Sunday, July 19, 2009

Retribution: They Deserve It!



Retribution:

The most common basis for support of the death penalty is retribution. There are two formulations of the retribution case: 1) the punishment fits the crime and 2) the criminal deserves the punishment. A 2003 poll reported that 37% of death penalty supporters endorse the first and 13% cite the second. [Presumably, this case is based on the assumption that the system can actually identify who deserves it with an acceptable degree of legal and social certainty, a proposition under siege as the list of Death Row exonerations grows. New Mexico Governor Bill Richardson said he supports the death penalty and that some people deserve it but since he can’t be sure who they are, he signed a bill abolishing it in 2009.]

Since the resumption of capital punishment in 1976, 1170 people have been executed. Are we to believe this is the entire universe of those ‘who deserved it’?

That not all who deserve it get it supports an unfavorable inference that the selection process is driven by something other than high principles of retributive justice.
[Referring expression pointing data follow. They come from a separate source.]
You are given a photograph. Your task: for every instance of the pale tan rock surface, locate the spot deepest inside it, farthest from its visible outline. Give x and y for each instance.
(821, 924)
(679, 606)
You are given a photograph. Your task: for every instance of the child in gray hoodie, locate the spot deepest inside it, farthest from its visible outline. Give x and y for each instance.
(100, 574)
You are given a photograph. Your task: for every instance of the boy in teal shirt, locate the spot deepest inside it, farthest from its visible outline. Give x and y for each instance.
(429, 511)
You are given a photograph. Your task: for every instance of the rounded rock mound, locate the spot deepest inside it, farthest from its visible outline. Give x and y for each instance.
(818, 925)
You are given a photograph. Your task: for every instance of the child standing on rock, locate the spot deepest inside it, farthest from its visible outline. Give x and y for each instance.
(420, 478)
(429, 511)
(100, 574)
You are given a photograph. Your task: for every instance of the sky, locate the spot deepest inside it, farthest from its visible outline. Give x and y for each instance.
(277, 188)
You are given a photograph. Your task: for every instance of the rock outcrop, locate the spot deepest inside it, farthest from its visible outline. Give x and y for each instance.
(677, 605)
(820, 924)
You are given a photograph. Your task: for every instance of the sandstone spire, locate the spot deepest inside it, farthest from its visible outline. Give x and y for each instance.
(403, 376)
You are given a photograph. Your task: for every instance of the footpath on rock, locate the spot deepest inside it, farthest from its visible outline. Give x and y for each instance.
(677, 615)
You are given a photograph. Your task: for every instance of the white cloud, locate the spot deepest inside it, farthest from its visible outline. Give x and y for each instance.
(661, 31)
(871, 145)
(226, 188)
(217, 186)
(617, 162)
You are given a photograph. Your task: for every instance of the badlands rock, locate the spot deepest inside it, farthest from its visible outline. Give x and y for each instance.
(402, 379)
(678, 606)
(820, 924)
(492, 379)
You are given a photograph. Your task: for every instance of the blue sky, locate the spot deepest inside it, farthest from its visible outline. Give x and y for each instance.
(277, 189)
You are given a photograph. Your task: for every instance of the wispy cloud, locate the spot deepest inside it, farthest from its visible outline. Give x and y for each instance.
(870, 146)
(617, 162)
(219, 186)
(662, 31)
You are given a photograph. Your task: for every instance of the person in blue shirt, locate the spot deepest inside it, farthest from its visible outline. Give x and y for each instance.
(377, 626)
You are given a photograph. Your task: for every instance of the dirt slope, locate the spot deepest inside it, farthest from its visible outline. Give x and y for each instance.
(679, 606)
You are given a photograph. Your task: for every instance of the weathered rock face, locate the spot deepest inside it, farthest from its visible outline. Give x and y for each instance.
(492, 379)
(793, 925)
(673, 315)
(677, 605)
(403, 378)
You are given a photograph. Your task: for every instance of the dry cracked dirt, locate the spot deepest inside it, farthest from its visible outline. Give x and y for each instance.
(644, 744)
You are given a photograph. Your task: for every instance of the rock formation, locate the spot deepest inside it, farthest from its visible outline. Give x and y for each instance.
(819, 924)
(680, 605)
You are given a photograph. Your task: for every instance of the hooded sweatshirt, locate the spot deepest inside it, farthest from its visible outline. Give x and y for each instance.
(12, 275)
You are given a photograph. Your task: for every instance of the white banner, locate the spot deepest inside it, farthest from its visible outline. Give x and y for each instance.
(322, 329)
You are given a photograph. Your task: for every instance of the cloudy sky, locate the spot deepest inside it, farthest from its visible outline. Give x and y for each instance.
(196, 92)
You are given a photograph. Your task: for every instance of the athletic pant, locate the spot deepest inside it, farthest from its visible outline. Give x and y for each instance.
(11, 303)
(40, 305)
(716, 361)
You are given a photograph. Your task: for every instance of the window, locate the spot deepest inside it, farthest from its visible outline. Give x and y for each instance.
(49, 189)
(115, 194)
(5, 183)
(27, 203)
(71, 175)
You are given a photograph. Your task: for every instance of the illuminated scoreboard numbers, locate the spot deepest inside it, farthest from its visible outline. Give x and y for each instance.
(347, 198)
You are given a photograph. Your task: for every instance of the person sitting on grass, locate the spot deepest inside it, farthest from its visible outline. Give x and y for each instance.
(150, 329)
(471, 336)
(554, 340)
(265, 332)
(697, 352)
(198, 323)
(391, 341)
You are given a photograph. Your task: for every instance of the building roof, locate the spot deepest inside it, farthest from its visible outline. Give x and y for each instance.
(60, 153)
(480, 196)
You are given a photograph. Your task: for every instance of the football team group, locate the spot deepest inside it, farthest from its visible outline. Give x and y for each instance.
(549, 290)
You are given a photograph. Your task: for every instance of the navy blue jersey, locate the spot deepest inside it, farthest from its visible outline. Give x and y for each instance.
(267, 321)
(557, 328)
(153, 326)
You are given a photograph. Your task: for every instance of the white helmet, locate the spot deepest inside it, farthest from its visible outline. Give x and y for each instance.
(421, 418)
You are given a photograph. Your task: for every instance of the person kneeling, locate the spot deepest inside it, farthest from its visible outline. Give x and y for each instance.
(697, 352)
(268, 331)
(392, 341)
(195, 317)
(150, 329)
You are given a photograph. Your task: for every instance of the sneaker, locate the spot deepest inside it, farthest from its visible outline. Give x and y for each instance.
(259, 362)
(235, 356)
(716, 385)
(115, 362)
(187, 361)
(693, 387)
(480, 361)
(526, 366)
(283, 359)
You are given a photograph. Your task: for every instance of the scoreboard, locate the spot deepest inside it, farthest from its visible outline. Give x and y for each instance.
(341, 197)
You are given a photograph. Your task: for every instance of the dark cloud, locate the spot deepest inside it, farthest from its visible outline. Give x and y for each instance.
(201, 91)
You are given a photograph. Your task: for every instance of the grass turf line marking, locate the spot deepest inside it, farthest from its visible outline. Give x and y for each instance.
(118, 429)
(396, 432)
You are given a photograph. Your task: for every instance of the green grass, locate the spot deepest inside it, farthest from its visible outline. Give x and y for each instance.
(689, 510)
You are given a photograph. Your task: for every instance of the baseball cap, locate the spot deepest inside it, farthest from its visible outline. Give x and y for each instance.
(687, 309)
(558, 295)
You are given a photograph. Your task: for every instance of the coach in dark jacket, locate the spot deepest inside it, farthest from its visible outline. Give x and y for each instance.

What’s fair in theory may be foul in practice.

Whether the reason for selective application of capital punishment is an accident of geography or a studied application of the fine art of plea-bargaining or jury nullification or a sad fortuity of mitigating factors present in the background of one shooter but not the other, the result is the same: application of retributive justice is capricious, governed by the same laws that govern where lightening will strike, who it will hit and who, if anyone, it will kill.

This is bad constitutional law and worse public policy.